Saturday, November 9, 2013

Treatments Designed by Weighing Values



A reader of the blog sent me an email recently asking about what affect repair and restoration has on value and what role sentimentality plays. Here’s my response:

"Thanks for your compliments! I am glad you enjoy the blog.

Treatments are a remedial response to a loss of value. There are many values placed on antique/heirloom/historic furniture. The most common four would be: 1. utilitarian value (using a chair for sitting on or a table for eating at or also as a monetary investment like dealers), 2. sentimental value (it reminds us of our ancestors), 3. aesthetic value (it looks pretty), and 4. historic value (it contains physical evidence of the maker’s workmanship which gives us understanding into their own values and goals in creating the object.) So when an object’s values are diminished, treatment is sought to restore it. Sometimes a chair may not have any historic significance and only has to hold the weight of a sitter.

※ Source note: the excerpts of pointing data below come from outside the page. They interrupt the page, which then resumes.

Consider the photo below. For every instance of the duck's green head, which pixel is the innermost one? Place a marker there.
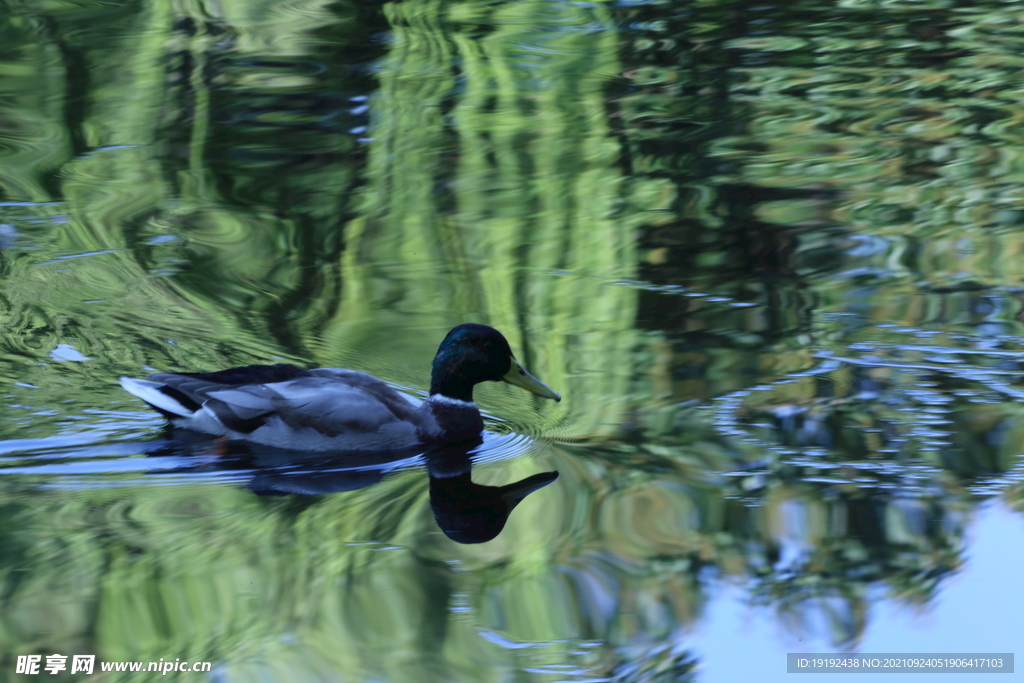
(473, 353)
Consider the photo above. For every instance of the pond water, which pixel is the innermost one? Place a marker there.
(769, 254)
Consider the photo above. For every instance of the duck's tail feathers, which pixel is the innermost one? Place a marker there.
(154, 394)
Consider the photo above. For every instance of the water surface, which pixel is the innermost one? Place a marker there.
(767, 253)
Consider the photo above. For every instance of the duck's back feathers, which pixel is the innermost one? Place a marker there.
(326, 409)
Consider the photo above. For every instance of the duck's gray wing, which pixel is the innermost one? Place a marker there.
(331, 403)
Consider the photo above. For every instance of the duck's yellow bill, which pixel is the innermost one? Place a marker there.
(518, 376)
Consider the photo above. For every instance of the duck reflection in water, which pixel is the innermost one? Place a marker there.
(465, 511)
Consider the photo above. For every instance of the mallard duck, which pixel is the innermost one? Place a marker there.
(338, 410)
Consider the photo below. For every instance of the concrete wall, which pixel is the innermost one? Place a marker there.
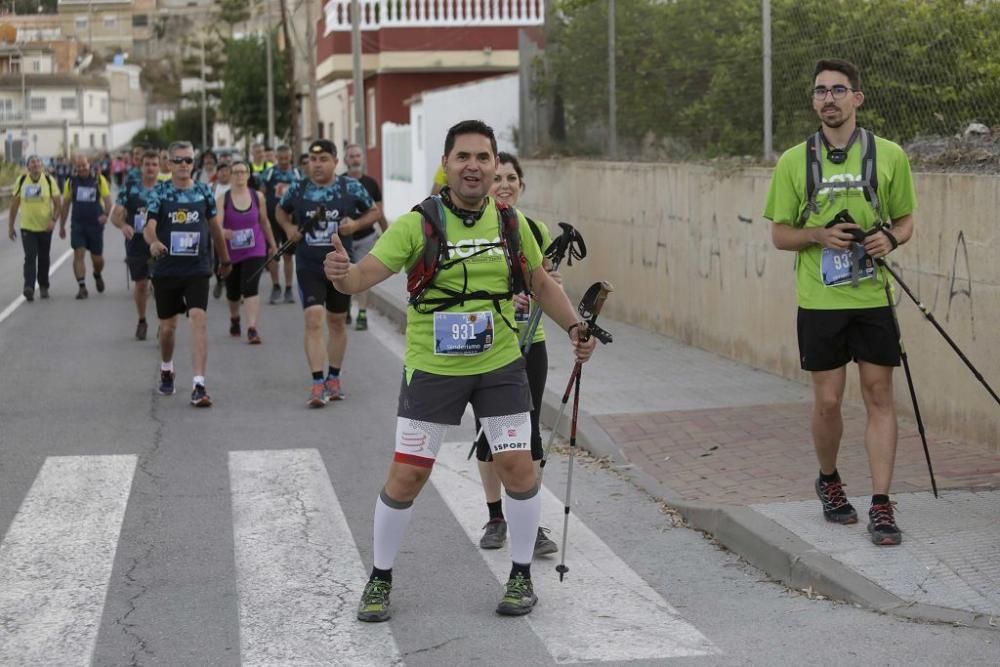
(691, 257)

Or maybe a chair is at a fragile point in its “life” but holds significant documentary value to historians. Sometimes the most important thing to a person is to restore the object to the way they remember it from their childhood. Sometimes a dealer has a monetary value as primary.

I hope that it is clear that a properly conceived and executed treatment restores (or preserves) the object’s values. The first goal in my mind is to discern what values the client places on the object and to find their weight of importance. Treatments are designed around that discovery.